Pour cette sixième semaine de grève, une nouvelle journée de mobilisation interprofessionnelle se profile partout en France. En effet, les syndicats enseignants protestent à nouveau contre la réforme des retraites, mais aussi contre les épreuves communes de contrôle continu (E3C) qui doivent débuter le 20 janvier prochain, dans le cadre de la réforme du bac.

A Paris, le SNES-FSU de Créteil et la CGT Education appellent à la mobilisation aujourd’hui devant le ministère de l’Education nationale.

Le taux de grévistes reste toutefois faible. Le ministère de l’Education nationale compte ce matin près de 6,72% de grévistes (soit 6,60% dans le 1er degré et 6,83% dans le secondaire) d’après le communiqué officiel.

De son côté, le ministre de l’Education nationale, Jean-Michel Blanquer, était l’invité de la matinale d’RTL. Il s’est de nouveau exprimé sur la revalorisation des salaires des enseignants, qu’il avait promis de revoir à la hausse, pour maintenir leur niveau de retraite. La semaine dernière, alors invité sur LCI, il avait affirmé que les personnels de l’éducation « partiraient avec un niveau de retraite semblable à celui qui existe aujourd’hui« . Une augmentation qui concernerait tous les personnels « mais notamment les plus jeunes », avait-il précisé.

Pour les jeunes profs : « entre 70 et 90 euros nets par mois » supplémentaires

« Les augmentations que l’on va faire peuvent se traduire dès l’année prochaine, en 2021, par des hausses très substantielles pour les jeunes professeurs » annonce ce matin le ministre de l’Education nationale. Il explique que la France a besoin d’enseignants et souhaite rendre le métier plus attractif. « Un professeur qui commence aujourd’hui, il est à 1.600 euros mensuels environ. Ce n’est pas assez, vu le niveau d’études et ce que nous voulons dès l’année prochaine, c’est que ce soit une augmentation qui puisse être entre 70 et 90 euros nets par mois en plus ».

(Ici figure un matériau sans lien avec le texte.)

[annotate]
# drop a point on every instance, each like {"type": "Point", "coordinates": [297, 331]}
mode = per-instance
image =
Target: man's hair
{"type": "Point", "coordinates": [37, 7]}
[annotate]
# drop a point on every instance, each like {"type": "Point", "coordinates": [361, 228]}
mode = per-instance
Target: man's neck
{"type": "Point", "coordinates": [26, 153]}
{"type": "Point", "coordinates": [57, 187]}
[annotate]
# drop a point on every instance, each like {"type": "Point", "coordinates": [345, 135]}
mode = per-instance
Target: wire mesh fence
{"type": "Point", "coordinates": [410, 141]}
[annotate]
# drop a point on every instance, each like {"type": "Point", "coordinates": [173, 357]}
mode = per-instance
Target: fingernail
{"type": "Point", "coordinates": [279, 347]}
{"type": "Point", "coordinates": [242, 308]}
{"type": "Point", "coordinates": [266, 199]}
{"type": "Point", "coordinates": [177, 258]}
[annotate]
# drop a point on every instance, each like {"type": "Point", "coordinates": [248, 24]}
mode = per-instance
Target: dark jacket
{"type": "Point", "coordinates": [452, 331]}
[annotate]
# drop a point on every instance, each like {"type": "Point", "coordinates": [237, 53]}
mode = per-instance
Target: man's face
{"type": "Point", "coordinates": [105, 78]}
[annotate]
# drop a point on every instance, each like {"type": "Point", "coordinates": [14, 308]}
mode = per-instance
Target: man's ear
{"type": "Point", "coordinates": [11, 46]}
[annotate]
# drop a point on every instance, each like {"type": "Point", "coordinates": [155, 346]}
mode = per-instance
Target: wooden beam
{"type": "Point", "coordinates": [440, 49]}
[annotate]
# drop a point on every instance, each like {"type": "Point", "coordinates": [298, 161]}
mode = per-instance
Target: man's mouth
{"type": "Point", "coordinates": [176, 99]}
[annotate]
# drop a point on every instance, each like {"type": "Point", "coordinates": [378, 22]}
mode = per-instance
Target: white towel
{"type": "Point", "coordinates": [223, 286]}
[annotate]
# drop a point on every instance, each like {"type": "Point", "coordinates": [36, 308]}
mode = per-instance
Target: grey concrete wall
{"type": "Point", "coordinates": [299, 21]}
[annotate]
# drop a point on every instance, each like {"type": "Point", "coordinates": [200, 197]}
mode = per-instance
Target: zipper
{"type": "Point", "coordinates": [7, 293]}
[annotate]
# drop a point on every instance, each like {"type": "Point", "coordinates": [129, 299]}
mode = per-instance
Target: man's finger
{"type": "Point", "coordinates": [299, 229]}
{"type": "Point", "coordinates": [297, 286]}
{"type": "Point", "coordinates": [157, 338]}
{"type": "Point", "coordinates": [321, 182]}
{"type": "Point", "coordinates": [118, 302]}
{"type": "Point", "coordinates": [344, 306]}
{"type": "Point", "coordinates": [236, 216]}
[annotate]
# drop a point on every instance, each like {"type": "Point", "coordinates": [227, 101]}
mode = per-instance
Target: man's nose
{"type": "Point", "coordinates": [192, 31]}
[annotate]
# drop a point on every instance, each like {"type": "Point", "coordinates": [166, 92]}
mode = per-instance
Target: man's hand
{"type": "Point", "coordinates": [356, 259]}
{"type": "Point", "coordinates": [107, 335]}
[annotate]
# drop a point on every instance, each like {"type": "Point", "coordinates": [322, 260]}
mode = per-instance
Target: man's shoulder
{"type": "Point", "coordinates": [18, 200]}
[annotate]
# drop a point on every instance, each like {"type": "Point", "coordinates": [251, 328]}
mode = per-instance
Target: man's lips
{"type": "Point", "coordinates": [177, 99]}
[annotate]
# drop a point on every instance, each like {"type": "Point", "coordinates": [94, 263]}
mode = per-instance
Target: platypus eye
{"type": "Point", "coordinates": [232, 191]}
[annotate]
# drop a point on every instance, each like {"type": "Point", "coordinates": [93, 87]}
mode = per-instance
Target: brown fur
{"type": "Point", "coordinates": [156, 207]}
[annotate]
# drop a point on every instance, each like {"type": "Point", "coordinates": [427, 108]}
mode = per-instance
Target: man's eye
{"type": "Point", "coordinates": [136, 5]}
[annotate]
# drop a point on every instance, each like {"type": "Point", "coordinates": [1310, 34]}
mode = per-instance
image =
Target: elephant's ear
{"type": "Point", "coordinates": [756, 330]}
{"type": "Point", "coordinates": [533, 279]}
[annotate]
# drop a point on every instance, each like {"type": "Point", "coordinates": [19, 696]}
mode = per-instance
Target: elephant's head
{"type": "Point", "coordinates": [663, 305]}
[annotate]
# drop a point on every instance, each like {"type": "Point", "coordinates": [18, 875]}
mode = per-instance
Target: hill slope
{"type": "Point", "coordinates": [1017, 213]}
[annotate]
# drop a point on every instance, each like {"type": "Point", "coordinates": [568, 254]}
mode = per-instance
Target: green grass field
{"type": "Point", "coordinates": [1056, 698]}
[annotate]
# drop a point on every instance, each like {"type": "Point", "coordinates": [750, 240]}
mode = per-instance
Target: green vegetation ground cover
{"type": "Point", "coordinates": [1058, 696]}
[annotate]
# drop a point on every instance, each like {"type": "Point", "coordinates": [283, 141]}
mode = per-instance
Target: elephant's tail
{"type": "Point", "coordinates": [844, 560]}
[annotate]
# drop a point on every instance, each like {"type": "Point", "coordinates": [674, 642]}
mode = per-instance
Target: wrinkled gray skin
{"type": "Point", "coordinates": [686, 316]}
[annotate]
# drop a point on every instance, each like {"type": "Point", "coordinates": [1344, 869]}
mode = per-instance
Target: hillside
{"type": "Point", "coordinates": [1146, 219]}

Pour les E3C, » un retrait de salaire » si refus de correction des copies

Depuis plusieurs jours, la résistance contre les épreuves communes de contrôle continu (E3C) s’organise dans les lycées. Le 10 janvier, l’intersyndicale enseignante a adressé un courrier au ministère de l’Education nationale pour demander l’annulation des épreuves, estimant que « rien n’est prêt, ce qui contribue au stress grandissant des élèves » et que cela révèle un malaise enseignant.

Sur le sujet, le ministre de l’Education nationale a minimisé les appels au boycott des E3C : « C’est le fait d’une petite minorité qui est très vocale et que l’on entend beaucoup. Ce n’est pas le cas de la grande majorité des professeurs ». Il prévient aussi que si un professeur refuse de corriger les copies des E3C, « il y aura un retrait de salaire ».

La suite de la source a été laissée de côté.